I have a dataframe o
which contains incorrect data. I have another dataframe r
with the correct data. I want to replace the subset of o
(both rows and columns) with r
. I’m seeking a solution that scales to many variables / columns. (I do have a vector rv
with the column names of the variables that need replacing)
o <- tibble(id = c(2, 3, 4, 7, 10, 2), aa = letters[1:6], bb = LETTERS[2:7], cc = 11:16)

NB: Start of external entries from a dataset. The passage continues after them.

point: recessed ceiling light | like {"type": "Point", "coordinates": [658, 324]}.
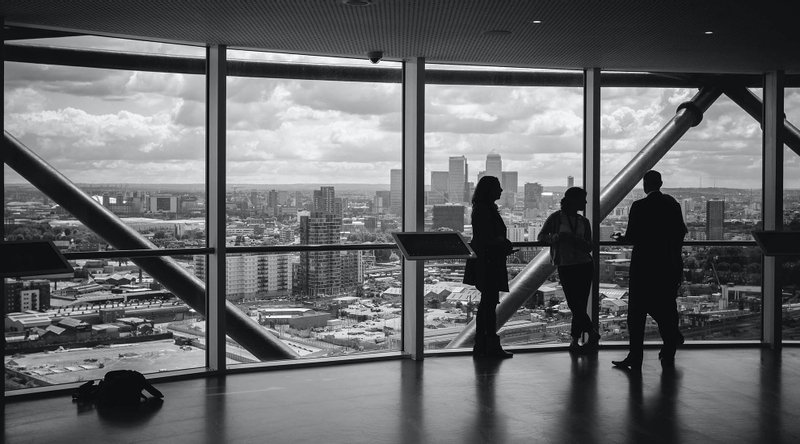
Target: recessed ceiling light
{"type": "Point", "coordinates": [497, 32]}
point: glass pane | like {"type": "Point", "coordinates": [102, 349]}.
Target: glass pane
{"type": "Point", "coordinates": [132, 140]}
{"type": "Point", "coordinates": [358, 309]}
{"type": "Point", "coordinates": [315, 163]}
{"type": "Point", "coordinates": [720, 298]}
{"type": "Point", "coordinates": [713, 171]}
{"type": "Point", "coordinates": [109, 315]}
{"type": "Point", "coordinates": [530, 138]}
{"type": "Point", "coordinates": [790, 270]}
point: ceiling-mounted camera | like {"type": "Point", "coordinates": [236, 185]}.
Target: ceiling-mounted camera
{"type": "Point", "coordinates": [375, 56]}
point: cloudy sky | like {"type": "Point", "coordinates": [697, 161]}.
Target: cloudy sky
{"type": "Point", "coordinates": [102, 126]}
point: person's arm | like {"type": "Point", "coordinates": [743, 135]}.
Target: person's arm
{"type": "Point", "coordinates": [632, 230]}
{"type": "Point", "coordinates": [547, 234]}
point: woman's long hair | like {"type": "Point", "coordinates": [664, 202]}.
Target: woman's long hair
{"type": "Point", "coordinates": [483, 191]}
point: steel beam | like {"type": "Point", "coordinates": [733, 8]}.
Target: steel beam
{"type": "Point", "coordinates": [105, 59]}
{"type": "Point", "coordinates": [521, 288]}
{"type": "Point", "coordinates": [754, 106]}
{"type": "Point", "coordinates": [165, 270]}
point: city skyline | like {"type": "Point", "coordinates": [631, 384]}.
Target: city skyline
{"type": "Point", "coordinates": [153, 126]}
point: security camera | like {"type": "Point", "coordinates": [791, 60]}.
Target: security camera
{"type": "Point", "coordinates": [375, 56]}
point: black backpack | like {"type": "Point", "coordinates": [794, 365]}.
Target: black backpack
{"type": "Point", "coordinates": [119, 388]}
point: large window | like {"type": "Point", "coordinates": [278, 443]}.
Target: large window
{"type": "Point", "coordinates": [133, 141]}
{"type": "Point", "coordinates": [714, 172]}
{"type": "Point", "coordinates": [790, 267]}
{"type": "Point", "coordinates": [315, 162]}
{"type": "Point", "coordinates": [530, 138]}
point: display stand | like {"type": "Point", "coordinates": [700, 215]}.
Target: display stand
{"type": "Point", "coordinates": [21, 259]}
{"type": "Point", "coordinates": [433, 245]}
{"type": "Point", "coordinates": [778, 243]}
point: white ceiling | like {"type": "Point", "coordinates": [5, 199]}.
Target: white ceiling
{"type": "Point", "coordinates": [632, 35]}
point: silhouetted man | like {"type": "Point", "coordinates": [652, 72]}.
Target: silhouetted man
{"type": "Point", "coordinates": [656, 229]}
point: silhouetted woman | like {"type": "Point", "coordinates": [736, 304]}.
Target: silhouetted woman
{"type": "Point", "coordinates": [570, 237]}
{"type": "Point", "coordinates": [488, 272]}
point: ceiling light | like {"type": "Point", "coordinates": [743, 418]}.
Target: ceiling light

r <- tibble(id = c(2,4), cc = c(111, 113), aa = c("aa", "cc"))
rv <- c("aa", "cc")
> o
# A tibble: 6 × 4
id aa bb cc
<dbl> <chr> <chr> <int>
1 2 a B 11
2 3 b C 12
3 4 c D 13
4 7 d E 14
5 10 e F 15
6 2 f G 16
> r
# A tibble: 2 × 3
id cc aa
<dbl> <dbl> <chr>
1 2 111 aa
2 4 113 cc
I want to end up with (I don’t care about the order of rows or columns):
> o
# A tibble: 6 × 4
id aa bb cc
<dbl> <chr> <chr> <int>
1 2 aa B 111
2 3 b C 12
3 4 cc D 113
4 7 d E 14
5 10 e F 15
6 2 aa G 111
You can assume that all ids in r
are in o
, but you cannot assume that columns or rows are the in the same order, and there are duplicated id
in o
(not in r
), where the relevant columns should also be overwritten.